William Ronald graduated from the Ontario College of Art in Toronto in 1951, having studied under Jock MacDonald. The following year, he travelled to New York, where he learned from the great abstract expressionist painter Hans Hofmann. On his return to Toronto in 1953, he became a founding member of the Painters Eleven collective, the pioneer movement of Modernism in Canada. The group’s first exhibition, in 1954, was also the first major commercial display of abstract art in Toronto. Ronald exhibited with the group on that occasion, and in New York in 1956.
In 1955 he had the good fortune of being introduced to Robert Hale, a curator at the Metropolitan Museum of Art, by Martin Baldwin, director of the Art Gallery of Toronto (as the AGO was then known). Hale had an extensive network in the Big Apple’s art milieu, inclusion in which thankfully moved Ronald onto the fast track, after he moved back to the city a second time. The Museum of Modern Art acquired one of his paintings. Then, Ingeborg de Beausacq, a French countess who lived in New York, bought Ronald’s Bastille (1956)—a huge oil with a great red centrepiece—and threw a party in his honour. There he met art dealer Sam Kootz, who gave Ronald his first solo exhibition, in 1957. The Kootz Gallery show featured Bastille, Pyramid (1956, presented here), and more than a dozen other large works.

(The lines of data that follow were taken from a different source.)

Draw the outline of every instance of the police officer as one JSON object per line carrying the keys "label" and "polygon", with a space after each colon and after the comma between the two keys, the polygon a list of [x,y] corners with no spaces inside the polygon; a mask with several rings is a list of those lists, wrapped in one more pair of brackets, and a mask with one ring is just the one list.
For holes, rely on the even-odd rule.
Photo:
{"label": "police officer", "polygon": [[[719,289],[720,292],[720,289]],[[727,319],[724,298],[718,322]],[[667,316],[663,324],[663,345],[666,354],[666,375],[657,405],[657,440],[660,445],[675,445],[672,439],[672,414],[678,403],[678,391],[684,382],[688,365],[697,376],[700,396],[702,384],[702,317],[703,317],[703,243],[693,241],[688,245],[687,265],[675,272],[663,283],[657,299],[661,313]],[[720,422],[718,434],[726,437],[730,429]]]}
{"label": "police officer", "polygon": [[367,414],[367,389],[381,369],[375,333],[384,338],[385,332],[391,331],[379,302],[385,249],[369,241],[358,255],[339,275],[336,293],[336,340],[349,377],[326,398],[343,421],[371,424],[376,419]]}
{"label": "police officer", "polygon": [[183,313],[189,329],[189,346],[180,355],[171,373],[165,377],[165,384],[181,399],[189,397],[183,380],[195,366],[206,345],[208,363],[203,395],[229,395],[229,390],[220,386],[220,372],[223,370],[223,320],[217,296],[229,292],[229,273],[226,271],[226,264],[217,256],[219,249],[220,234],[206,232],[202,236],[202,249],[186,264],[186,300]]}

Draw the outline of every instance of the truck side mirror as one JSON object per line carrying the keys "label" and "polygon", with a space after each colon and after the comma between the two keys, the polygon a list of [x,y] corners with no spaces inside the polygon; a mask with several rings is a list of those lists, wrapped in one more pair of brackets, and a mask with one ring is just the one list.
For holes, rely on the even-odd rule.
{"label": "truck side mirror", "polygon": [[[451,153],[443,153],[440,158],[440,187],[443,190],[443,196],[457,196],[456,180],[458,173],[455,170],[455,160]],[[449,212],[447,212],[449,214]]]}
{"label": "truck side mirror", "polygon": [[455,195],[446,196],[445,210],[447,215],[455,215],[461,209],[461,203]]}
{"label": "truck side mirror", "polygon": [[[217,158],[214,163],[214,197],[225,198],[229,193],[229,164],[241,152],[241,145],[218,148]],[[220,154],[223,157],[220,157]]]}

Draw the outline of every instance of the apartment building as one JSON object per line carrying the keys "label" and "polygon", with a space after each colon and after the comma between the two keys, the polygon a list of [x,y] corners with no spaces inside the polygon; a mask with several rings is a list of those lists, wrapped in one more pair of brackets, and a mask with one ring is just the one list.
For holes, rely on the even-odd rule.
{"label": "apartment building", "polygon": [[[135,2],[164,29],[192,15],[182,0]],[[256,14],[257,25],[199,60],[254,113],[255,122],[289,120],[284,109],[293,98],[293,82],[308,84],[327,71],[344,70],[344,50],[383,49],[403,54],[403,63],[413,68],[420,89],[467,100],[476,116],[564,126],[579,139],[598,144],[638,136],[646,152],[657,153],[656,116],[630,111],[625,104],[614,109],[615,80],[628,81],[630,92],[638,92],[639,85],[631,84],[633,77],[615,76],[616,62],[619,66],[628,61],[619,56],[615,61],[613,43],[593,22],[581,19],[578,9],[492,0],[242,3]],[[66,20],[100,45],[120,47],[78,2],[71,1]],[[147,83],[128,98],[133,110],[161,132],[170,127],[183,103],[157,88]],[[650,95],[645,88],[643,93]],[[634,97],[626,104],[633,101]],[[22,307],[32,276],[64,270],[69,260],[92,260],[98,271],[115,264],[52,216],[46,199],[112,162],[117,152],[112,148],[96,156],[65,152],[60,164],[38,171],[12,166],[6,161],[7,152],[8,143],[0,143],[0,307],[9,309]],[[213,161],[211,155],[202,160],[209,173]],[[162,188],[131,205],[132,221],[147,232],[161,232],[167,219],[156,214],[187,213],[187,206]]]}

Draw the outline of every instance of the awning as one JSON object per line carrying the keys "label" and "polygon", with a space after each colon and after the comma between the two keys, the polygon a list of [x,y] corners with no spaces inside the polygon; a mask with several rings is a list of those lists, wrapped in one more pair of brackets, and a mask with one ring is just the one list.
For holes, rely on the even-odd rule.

In Pyramid, Ronald replaced his typical black central figure—found in many of his 1956 canvases, such as J’accuse, Central Black, and Drumbeat—with, as Iris Nowell puts it, “Three slightly amorphous shapes: a red one suggesting a pyramid, and behind it a rich ultramarine shape against a large red squarish one.”
The year 1956 was a pivotal one for Ronald. Works from this important time in his career can be found in numerous major museum collections, including the Museum of Modern Art, the Albright-Knox Art Gallery, the Brooklyn Museum, the Washington Gallery of Modern Art, the Guggenheim Museum, the Hirshhorn Museum, the Smithsonian American Art Museum, the Whitney Museum of American Art, the Art Institute of Chicago, the National Gallery of Canada, the Art Gallery of Ontario, and others.